Brookfield y su apuesta por Oriente Medio
La gestora canadiense no es nueva en la región. Lleva invirtiendo de forma directa en los países del Golfo desde 2015 y ha acumulado una cartera de más de 16.000 millones de dólares en activos bajo gestión en las áreas de capital privado, inmobiliario e infraestructuras, lo que la convierte en uno de los mayores inversores extranjeros directos en Oriente Medio. El nuevo fondo, por tanto, supone una formalización y ampliación de esa presencia, más que una entrada en un mercado desconocido.

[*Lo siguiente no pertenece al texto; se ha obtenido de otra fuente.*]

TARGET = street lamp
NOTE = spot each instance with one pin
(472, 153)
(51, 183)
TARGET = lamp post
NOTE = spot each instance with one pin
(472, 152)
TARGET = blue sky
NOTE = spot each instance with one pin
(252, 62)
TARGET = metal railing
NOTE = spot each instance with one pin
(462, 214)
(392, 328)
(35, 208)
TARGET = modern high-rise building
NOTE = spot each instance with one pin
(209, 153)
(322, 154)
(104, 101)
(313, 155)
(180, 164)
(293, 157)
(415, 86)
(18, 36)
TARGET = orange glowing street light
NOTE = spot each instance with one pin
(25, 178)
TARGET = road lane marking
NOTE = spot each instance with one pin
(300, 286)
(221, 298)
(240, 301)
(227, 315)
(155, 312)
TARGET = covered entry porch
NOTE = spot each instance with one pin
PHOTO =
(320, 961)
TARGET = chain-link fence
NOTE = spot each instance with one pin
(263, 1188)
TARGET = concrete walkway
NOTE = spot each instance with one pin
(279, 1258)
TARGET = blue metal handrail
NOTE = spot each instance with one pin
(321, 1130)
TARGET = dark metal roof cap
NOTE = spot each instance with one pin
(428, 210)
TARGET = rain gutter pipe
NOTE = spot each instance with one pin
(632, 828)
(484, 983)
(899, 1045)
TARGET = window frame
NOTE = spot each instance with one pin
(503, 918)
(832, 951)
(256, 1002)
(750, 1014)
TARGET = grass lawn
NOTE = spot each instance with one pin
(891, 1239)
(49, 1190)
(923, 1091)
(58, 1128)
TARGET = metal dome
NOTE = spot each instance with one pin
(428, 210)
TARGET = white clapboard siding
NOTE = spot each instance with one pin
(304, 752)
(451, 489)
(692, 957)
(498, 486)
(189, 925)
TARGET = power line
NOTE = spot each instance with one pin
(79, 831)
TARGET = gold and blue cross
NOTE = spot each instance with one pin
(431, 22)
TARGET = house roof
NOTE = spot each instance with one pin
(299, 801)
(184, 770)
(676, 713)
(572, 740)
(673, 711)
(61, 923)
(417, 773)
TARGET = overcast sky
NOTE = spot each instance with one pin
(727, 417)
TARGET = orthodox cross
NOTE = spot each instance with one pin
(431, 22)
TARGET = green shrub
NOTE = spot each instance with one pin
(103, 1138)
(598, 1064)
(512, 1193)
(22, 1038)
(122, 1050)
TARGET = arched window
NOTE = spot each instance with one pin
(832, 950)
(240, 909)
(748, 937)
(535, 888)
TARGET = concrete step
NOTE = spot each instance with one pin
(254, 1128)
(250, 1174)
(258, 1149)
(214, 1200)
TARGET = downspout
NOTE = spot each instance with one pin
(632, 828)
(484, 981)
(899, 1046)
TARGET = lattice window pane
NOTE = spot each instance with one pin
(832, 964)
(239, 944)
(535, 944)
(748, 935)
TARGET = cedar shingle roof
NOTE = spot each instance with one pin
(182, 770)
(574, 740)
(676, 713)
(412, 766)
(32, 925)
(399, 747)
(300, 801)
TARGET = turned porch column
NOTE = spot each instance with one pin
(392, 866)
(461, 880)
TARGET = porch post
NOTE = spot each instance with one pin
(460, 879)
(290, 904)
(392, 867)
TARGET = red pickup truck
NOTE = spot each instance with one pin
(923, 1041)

Para el PIF, la operación encaja en su estrategia de atraer inversores institucionales extranjeros hacia Arabia Saudí, ampliar las opciones de financiación para las empresas locales e introducir nuevos productos financieros en el ecosistema doméstico de capitales. La semana pasada, el propio PIF firmó dos memorandos de entendimiento con la Corporación Financiera Internacional (IFC) y el Organismo Multilateral de Garantía de Inversiones (MIGA), ambos brazos del Banco Mundial, por un valor potencial de hasta 9.500 millones de dólares, lo que subraya la intensa actividad del fondo soberano saudí en la captación de socios internacionales.
Qué significa para los residentes y expatriados en Emiratos
Aunque el foco del fondo está en Arabia Saudí, la asignación del 50 % restante se repartirá por el resto del Golfo, incluidos los Emiratos Árabes Unidos. La histórica implantación de Brookfield en Dubái y Abu Dabi —con inversiones en infraestructuras, centros de datos y activos inmobiliarios— hace previsible que el nuevo vehículo canalice también parte de su capital hacia proyectos en suelo emiratí. Los sectores objetivo (servicios financieros, tecnológicos y de consumo) son precisamente aquellos en los que los Emiratos llevan años atrayendo talento y startups internacionales.
Para un expatriado hispanohablante que vive y trabaja en UAE, la noticia puede traducirse en la llegada de más oportunidades laborales ligadas a empresas participadas por el fondo, especialmente en fintech, salud digital y servicios empresariales. La apuesta de Brookfield por la formación a través de su academia también podría abrir programas de desarrollo profesional en la región, algo que ya ocurre con otras grandes gestoras internacionales. En todo caso, se trata de un movimiento que refuerza el papel de los Emiratos como plataforma de inversión y destino de capital de primer orden en Oriente Medio, en un momento en el que los grandes fondos globales están redoblando su presencia en la zona.
El fondo Brookfield Middle East Partners destinará la mitad de las inversiones a Arabia Saudí y tiene previsto desplegar capital en servicios financieros, sanidad, tecnología y consumo en toda la región del Golfo.
En pocas palabras
- Qué cambia: Brookfield lanza un nuevo fondo de capital privado para Oriente Medio con 2.000 millones de dólares en su primer cierre, anclado por el PIF saudí.
- Cuándo entra en vigor: El fondo ya ha completado su primera ronda de captación y comienza a operar de inmediato, con gestión desde Riad.
- A quién afecta: A empresas y profesionales de sectores como servicios financieros, tecnología, consumo y salud en el Golfo, incluidos los Emiratos Árabes Unidos.
- Qué debes hacer: Nada inmediato; si trabajas en esos sectores, es una señal de que la inversión regional se mantiene sólida y podrían surgir nuevas oportunidades a medio plazo.